Por cierto, hijas mías, que estoy con tanto temor escribiendo esto, que no sé
cómo lo escribo ni cómo vivo cuando se me acuerda, que es muy muchas veces.
Pedidle, hijas mías, que viva Su Majestad en mí siempre; porque si no es así,
¿qué seguridad puede tener una vida tan mal gastada como la mía? Y no os pese
de entender que esto es así, como algunas veces lo he visto en vosotras cuando
os lo digo, y procede de que quisierais que hubiera sido muy santa, y tenéis
razón: también lo quisiera yo; mas ¡qué tengo de hacer si lo perdí por sola mi
culpa! Que no me quejaré de Dios que dejó (5)[5]
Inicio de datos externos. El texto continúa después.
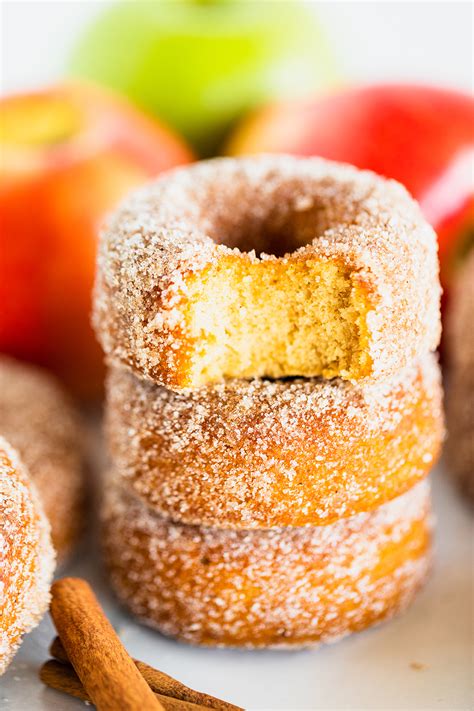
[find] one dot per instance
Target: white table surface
(422, 660)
de darme bastantes ayudas para que se cumplieran vuestros deseos; que no puedo
decir esto sin lágrimas y gran confusión de ver que escriba yo cosa para las
que me pueden enseñar a mí. ¡Recia obediencia ha sido! Plega al Señor que, pues
se hace por él, sea para que os aprovechéis de algo porque le pidáis perdone a
esta miserable atrevida. Mas bien sabe Su Majestad que solo puedo presumir de
su misericordia, y ya que no puedo dejar de ser la que he sido, no tengo otro
remedio, sino llegarme a ella y confiar en los méritos de su Hijo y de la
Virgen, Madre suya, cuyo hábito indignamente traigo y traéis vosotras.
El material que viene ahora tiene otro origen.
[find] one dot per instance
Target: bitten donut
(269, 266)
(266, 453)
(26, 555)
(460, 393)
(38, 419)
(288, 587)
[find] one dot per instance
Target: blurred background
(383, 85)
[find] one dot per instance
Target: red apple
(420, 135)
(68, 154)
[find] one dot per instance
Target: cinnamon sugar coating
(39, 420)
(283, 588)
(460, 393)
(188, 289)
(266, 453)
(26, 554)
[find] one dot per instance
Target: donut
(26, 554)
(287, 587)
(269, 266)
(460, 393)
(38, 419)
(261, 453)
Alabadle, hijas mías, que lo sois de esta Señora verdaderamente; y así no
tenéis para qué os afrentar de que sea yo ruin, pues tenéis tan buena madre.
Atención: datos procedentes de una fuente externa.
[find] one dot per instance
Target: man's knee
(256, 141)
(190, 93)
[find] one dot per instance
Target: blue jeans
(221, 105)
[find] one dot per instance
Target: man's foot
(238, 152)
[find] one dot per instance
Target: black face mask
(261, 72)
Imitadla y considerad qué tal debe ser la grandeza de esta Señora y el bien de
tenerla por patrona (6)[6],
pues no han bastado mis pecados y ser la que soy para deslustrar en nada esta
sagrada Orden.
4.
Mas una cosa os aviso: que no por ser tal y tener tal madre estéis seguras, que
muy santo era David, y ya veis lo que fue Salomón (7)[7];
ni hagáis caso del encerramiento y penitencia en que vivís, ni os asegure el
tratar siempre de Dios y ejercitaros en la oración tan continuo y estar tan
retiradas de las cosas del mundo y tenerlas a vuestro parecer aborrecidas.
Bueno es todo esto, mas no basta –como he dicho– para que dejemos de temer; y
así continuad este verso y traedle en la memoria muchas veces: Beatus vir, qui timet Dominum (8)[8].
5.
Ya no sé lo que decía, que me he divertido (9)[9]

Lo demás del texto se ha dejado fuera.